Because our Center began as a program to address the particular needs of adolescent parents, this population remains highest priority for us even as the scope of our work has expanded.   Our experience tells us - and the young people themselves whom we have served through the years have told us – that every teen pregnancy is a premature one.    For the young people doing a good job as parents, it is heart-breaking to see an adolescent setting aside her own education and her own needs to focus on those of her child.  For those teens unable to meet the challenges of parenting too young, two generations suffer.  Therefore, we remain committed to investing what resources we can spare into preventing teen pregnancies in this community.  The following are some of our teen pregnancy prevention strategies:

  • Free pregnancy tests to young, poor women with options counseling
    1. If the test is positive and the young woman chooses to continue with the pregnancy, she is connected with prenatal care, health insurance, WIC and enrolled in the Healthy Babies, Kids & Families Program so that on-going supports are available if she is willing to accept them
    2. If the test is negative, at a minimum the young woman receives birth control counseling and follow-up.  If she lacks health insurance or a primary care physician we help her to make those connections, providing transportation if needed.  If she is young, we work with her around communicating with her parents or someone in her natural support system, if possible, to help deter her from another pregnancy “scare”.  If no one is available, we stay connected to make sure she continues to access birth control and other health services.

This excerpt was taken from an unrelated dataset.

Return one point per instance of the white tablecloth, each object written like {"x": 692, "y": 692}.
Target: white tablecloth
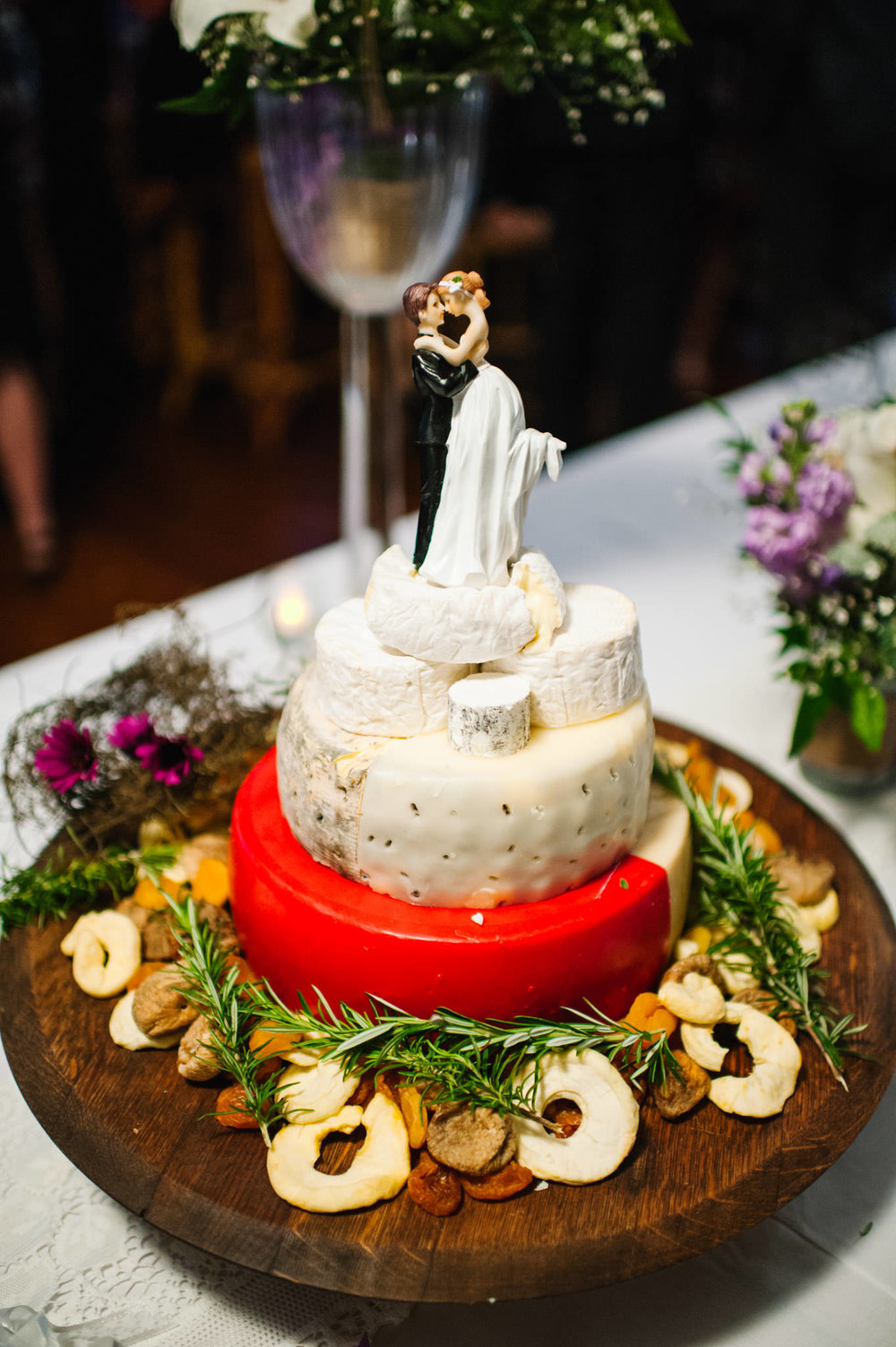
{"x": 651, "y": 514}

  • On-going home visiting support to adolescents at high risk of an unwanted pregnancy.  An adolescent is considered at-risk if she (or he) has had one or more negative pregnancy tests, if (s)he is the sibling or household member of a teen parent, if (s)he is engaging in risky sexual behaviors as identified by family or school officials.  Referrals come from schools, physician’s offices, counselors, social service providers, family members or by self-referral.
  • Free condoms and counseling on safe sex   Condoms and information are made available to teens both on-site at the Parent/Child Center in a place accessible confidentially and at local high schools.
  • Attention to the reproductive health of young parents to avoid unwanted second pregnancies.    Staff continues to track when appointments are due to keep birth control in place and assists the family in follow through.
  • Services to young fathers and fathers-to-be.  Frequently the mother and father have discontinued their relationship long before the birth of their child.  The father-to-be needs information and preparation to prepare for his coming role.  Fathers, who are active in their child’s life and understand the gravity of parenting, are less likely to become fathers repeatedly with different women.
  • Individual crisis counseling for parents of teens and parent support groups when families are interested
  • Workshops for parents on “Talking to your child about issues of sexuality and health”.